QUE SE PASSE-T-IL AUX PHILIPPINES ?

Sur le site du "Collectif Communiste Polex".

Les médias de France ont longtemps ignoré complètement l'existence des Philippines, ce grand pays d'Asie( plus de cent millions d'habitants ). Ces derniers temps, ils ont découvert l'existence de son Président élu, Dutertre, présenté comme un assassin mégalomane. Et si ce discours n'était qu'une caricature inspirée par les dirigeants des USA? Nous avons demandé son analyse à Jean Pierre Page, Président d'honneur du Collectif Polex, fin connaisseur de cette région du monde.
mis à jour le : 7 Novembre, 2016

 

Pour répondre à ta question: je pense beaucoup de bien de ce qui se passe aux Philippines. Évidemment et même si c'est important on ne peut réduire ces événements a la seule élection de Dutertre. Je connais bien les Philippines et Tamara également. J' ai beaucoup travaillé avec les syndicats, le KMU dirigé par le PC, et Tamara dans les années 80 travaillait dans l'île de Mindanao avec le KMP l'organisation paysanne également dirigé par le PC ainsi qu'avec la guérilla. Elle était très liée à celui qui est maintenant chargé par Dutertre de la reforme agraire: Raphaël Mariano qui est un dirigeant du parti. Quant à Sison qu'elle connaît aussi très bien il a été le professeur de Dutertre à l'université.

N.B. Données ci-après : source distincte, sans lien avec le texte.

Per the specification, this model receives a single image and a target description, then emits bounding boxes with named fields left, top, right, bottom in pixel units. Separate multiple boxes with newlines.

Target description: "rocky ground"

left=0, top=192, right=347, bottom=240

Ce qui se passe est d'abord le reflet d'un changement du rapport des forces dans la région, le rejet des ingérences américaines, l'influence grandissante de la Chine. Ensuite les Philippines ont toujours été marqués par une classe ouvrière très combative sur le plan social et anti impérialiste a travers le mouvement contre les bases américaines. L'importante résistance anti japonaise a l'époque de la seconde guerre mondiale a été dirigé par les communistes et malgré la répression féroce des États Unis et la dictature notamment celle de Marcos les idées et l'action révolutionnaires ont toujours été très présentes aux Philippines L'église, voir, malgré les mouvements évangélistes dont certains sont très largement influencés par des" missionnaires américains d'un type particulier" n'a pu se tenir en dehors de ces réalités. De nombreux cadres du parti, du KMU, du KMP, des multiples organisations sociales( pauvres, locataires, jeunes, femmes , migrants philippins à Hong Kong et ailleurs, etc...), y compris dans la guérilla sont aussi des chrétiens actifs. Il y a donc et depuis de très nombreuses années un réseau social extrêmement dense, très combatif, largement influencé par le PC qui est officiellement toujours clandestin. Au sein du Parlement le PC à plusieurs élus mais sur une autre étiquette. Le plus important institut de recherches économiques "IBON"et qui fait autorité en Asie est dirigé par un communiste, mon ami Antonio"Tony" Tujan membre par ailleurs du Conseil scientifique de la Pensée Libre.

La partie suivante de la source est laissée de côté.